Captivate’s first method of creating responsive content is through the use of Break Points. In short, Break Points are views within the Captivate interface that show how your content will appear on different devices. What’s more, you can adjust the content within each view, such as changing the size or position of text and images. Captivate stores this information for future reference.

When you publish your project, Captivate includes the layout for each of the Break Points. This comes in handy when someone tries to view your content using different devices. Captivate will detect the type of device and present the content according to your Break Point format. For example, the text and graphics will display on the users phone according to your Break Point format for a smartphone.

Fluid Boxes

The second method Captivate uses to create responsive content involves the use of Fluid Boxes. This method differs from Break Points in that instead of formatting your text and graphics for a number of individual views, you enter content into one view that contains “Fluid Boxes”. These Fluid Boxes, in turn, resize and adjust themselves to the screen size of whatever device displays the content in a “fluid” manner.
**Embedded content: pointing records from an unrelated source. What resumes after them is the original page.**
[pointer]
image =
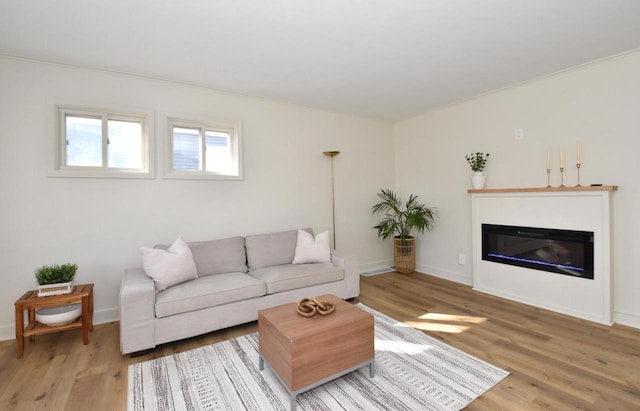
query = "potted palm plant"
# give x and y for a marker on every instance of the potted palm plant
(399, 220)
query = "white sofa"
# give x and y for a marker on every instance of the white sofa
(236, 277)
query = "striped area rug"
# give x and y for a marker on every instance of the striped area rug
(413, 372)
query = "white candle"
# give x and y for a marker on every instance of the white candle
(548, 161)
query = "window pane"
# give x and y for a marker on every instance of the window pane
(125, 144)
(186, 149)
(218, 151)
(83, 141)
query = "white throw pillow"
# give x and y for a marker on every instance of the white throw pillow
(309, 250)
(170, 267)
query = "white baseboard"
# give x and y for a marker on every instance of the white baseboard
(377, 265)
(8, 331)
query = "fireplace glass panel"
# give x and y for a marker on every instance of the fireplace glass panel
(565, 252)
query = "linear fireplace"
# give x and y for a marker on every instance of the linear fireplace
(565, 252)
(576, 210)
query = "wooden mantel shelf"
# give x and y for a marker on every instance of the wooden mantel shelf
(543, 189)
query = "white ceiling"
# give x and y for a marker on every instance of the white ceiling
(387, 59)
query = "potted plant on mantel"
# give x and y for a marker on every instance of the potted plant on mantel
(477, 161)
(55, 279)
(399, 219)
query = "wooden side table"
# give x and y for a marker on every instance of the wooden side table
(82, 293)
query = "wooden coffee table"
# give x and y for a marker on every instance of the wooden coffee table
(307, 352)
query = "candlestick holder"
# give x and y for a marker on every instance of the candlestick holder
(548, 177)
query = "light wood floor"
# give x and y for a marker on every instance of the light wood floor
(556, 362)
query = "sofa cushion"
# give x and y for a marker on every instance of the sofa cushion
(292, 276)
(219, 256)
(310, 250)
(169, 267)
(265, 250)
(207, 291)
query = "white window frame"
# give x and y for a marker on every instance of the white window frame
(60, 167)
(235, 140)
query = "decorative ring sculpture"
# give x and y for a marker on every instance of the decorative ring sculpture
(308, 307)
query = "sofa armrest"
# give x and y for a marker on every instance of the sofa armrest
(349, 263)
(137, 311)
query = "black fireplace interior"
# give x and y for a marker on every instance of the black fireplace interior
(558, 251)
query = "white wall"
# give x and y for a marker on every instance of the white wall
(101, 223)
(597, 105)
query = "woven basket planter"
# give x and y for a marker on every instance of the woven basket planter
(404, 255)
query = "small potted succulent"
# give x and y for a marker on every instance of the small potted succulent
(477, 161)
(55, 279)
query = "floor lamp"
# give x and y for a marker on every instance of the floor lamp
(332, 154)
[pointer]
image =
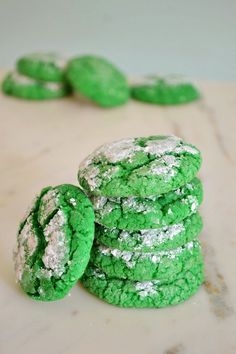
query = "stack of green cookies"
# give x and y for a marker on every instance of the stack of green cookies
(146, 196)
(37, 77)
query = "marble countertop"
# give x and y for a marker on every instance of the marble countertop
(42, 144)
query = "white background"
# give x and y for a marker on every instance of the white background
(196, 38)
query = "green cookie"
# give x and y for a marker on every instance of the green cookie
(54, 243)
(163, 265)
(149, 294)
(42, 67)
(151, 240)
(135, 213)
(139, 167)
(99, 80)
(24, 87)
(170, 90)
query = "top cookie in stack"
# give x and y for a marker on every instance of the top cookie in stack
(141, 167)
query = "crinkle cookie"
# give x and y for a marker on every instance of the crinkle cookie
(170, 90)
(54, 243)
(142, 167)
(24, 87)
(135, 213)
(141, 294)
(151, 240)
(163, 265)
(42, 67)
(99, 80)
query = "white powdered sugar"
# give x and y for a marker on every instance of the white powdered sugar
(130, 258)
(165, 166)
(154, 237)
(48, 204)
(192, 201)
(161, 148)
(26, 245)
(49, 58)
(73, 202)
(146, 288)
(25, 80)
(138, 205)
(56, 253)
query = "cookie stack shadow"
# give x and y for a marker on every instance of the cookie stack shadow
(146, 251)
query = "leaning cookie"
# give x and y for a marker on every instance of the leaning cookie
(170, 90)
(23, 87)
(134, 213)
(139, 167)
(54, 243)
(163, 265)
(151, 240)
(146, 294)
(42, 67)
(99, 80)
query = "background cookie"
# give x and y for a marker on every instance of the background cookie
(54, 243)
(99, 80)
(24, 87)
(42, 67)
(170, 90)
(152, 294)
(139, 167)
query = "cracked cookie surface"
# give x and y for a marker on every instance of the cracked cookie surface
(135, 213)
(163, 265)
(143, 294)
(54, 242)
(141, 167)
(151, 240)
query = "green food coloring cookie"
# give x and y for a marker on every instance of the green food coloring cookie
(170, 90)
(139, 167)
(163, 265)
(43, 67)
(23, 87)
(54, 243)
(151, 240)
(143, 294)
(135, 213)
(99, 80)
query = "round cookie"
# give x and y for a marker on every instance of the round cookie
(99, 80)
(147, 294)
(163, 265)
(135, 213)
(139, 167)
(54, 243)
(170, 90)
(43, 67)
(24, 87)
(151, 240)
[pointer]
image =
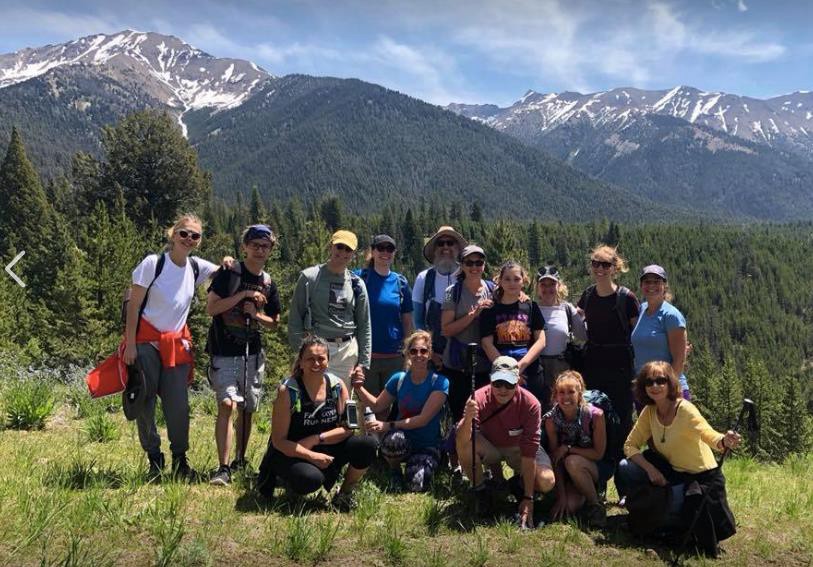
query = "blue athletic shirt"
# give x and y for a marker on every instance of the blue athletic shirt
(386, 307)
(411, 399)
(649, 338)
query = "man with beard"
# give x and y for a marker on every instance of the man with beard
(441, 250)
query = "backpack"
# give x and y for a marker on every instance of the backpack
(612, 423)
(311, 276)
(334, 390)
(159, 266)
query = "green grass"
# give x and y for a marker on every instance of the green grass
(70, 500)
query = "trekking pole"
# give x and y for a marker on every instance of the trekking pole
(471, 363)
(749, 409)
(242, 452)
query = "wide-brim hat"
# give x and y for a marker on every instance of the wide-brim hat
(442, 231)
(134, 396)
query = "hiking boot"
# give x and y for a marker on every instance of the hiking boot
(181, 468)
(596, 515)
(343, 501)
(156, 461)
(222, 476)
(396, 483)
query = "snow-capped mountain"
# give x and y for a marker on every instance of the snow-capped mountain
(166, 68)
(784, 122)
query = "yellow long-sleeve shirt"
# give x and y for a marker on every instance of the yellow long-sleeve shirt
(687, 441)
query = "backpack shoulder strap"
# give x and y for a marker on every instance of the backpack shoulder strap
(429, 286)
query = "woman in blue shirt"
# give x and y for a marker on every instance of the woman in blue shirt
(660, 333)
(414, 437)
(390, 312)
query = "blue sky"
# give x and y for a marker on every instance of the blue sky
(475, 51)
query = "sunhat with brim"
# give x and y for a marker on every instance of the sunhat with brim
(653, 270)
(134, 396)
(429, 247)
(472, 249)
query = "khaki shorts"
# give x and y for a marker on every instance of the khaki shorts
(226, 379)
(491, 455)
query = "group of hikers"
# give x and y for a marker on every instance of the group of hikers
(532, 381)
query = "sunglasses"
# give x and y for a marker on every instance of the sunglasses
(259, 247)
(189, 234)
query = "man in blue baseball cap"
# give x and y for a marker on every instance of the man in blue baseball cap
(241, 301)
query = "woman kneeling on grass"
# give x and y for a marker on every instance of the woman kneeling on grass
(577, 435)
(309, 446)
(679, 457)
(415, 437)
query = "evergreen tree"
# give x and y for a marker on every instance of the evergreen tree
(153, 165)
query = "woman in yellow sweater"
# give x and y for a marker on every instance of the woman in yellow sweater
(680, 453)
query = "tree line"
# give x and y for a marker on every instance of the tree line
(742, 288)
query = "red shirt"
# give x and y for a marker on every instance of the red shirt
(518, 425)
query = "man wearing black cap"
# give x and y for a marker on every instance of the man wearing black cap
(241, 300)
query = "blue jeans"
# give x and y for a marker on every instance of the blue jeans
(628, 475)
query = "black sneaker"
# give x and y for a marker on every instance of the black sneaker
(222, 476)
(181, 468)
(156, 461)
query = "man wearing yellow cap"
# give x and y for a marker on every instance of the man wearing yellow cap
(331, 302)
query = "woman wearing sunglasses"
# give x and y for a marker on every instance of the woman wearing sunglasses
(660, 333)
(390, 300)
(563, 322)
(157, 336)
(610, 311)
(680, 449)
(414, 437)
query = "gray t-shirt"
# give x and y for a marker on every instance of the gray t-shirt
(556, 332)
(470, 334)
(335, 312)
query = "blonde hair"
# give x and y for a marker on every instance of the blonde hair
(426, 336)
(185, 218)
(572, 377)
(509, 265)
(616, 259)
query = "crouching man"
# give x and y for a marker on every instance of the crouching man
(507, 420)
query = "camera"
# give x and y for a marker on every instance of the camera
(351, 412)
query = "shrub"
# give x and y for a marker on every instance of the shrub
(28, 404)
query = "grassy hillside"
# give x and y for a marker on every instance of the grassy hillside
(68, 499)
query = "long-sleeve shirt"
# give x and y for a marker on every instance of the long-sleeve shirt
(335, 311)
(686, 443)
(518, 425)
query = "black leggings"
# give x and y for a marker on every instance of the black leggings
(304, 477)
(460, 389)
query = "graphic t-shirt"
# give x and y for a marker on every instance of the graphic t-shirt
(512, 326)
(171, 295)
(389, 298)
(650, 336)
(411, 398)
(227, 333)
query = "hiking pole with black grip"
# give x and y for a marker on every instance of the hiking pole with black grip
(471, 366)
(747, 411)
(241, 457)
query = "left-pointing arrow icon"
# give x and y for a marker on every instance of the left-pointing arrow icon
(10, 265)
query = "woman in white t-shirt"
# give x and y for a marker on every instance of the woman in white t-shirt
(157, 339)
(551, 292)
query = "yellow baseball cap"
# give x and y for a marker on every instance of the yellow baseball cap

Fluid Boxes are organized much like a spread sheet where you have a grid of cells, with each cell allowing formatting of its contents, such as the font size. However, with fluid boxes, you can specify how the cells and content react when the screen size of the display device changes. For example, you can set the properties of the Fluid Boxes so they adjust the content size or reorganize it by wrapping.

Comparison

Based on my initial experience, both Break Points and Fluid Boxes produce responsive content that will get the job done. However, each method has its own unique advantages and disadvantages.

Break Points provide a greater deal of control on how your content will display on different devices, allowing you to set specific font sizes, graphic sizes and their relative positions. However, the downside is that your content is optimized for only 5 display sizes. If your are delivering content through a variety of different smartphones and tablets, you could run into some problems.

Fluid Boxes, in contrast, will adjust to any device based on screen size. However, you give up some flexibility in specifying how the content will be displayed. Simple designs, that allowing wrapping of content, seem to work best.

Conclusion

Both Break Points and Fluid Boxes are powerful features that will allow you create responsive content for end users. Which method works best will likely depend on your design style and the number of different display devices your end user have. If you are into control, and can standardize delivery devices, Break Points will likely work better. If you are delivering to a large variety of devices, and don’t mind simplifying your designs, Fluid Boxes will likely work better.

I look forward to exploring the responsive features in Captivate 2017. Good luck with your own eLearning efforts.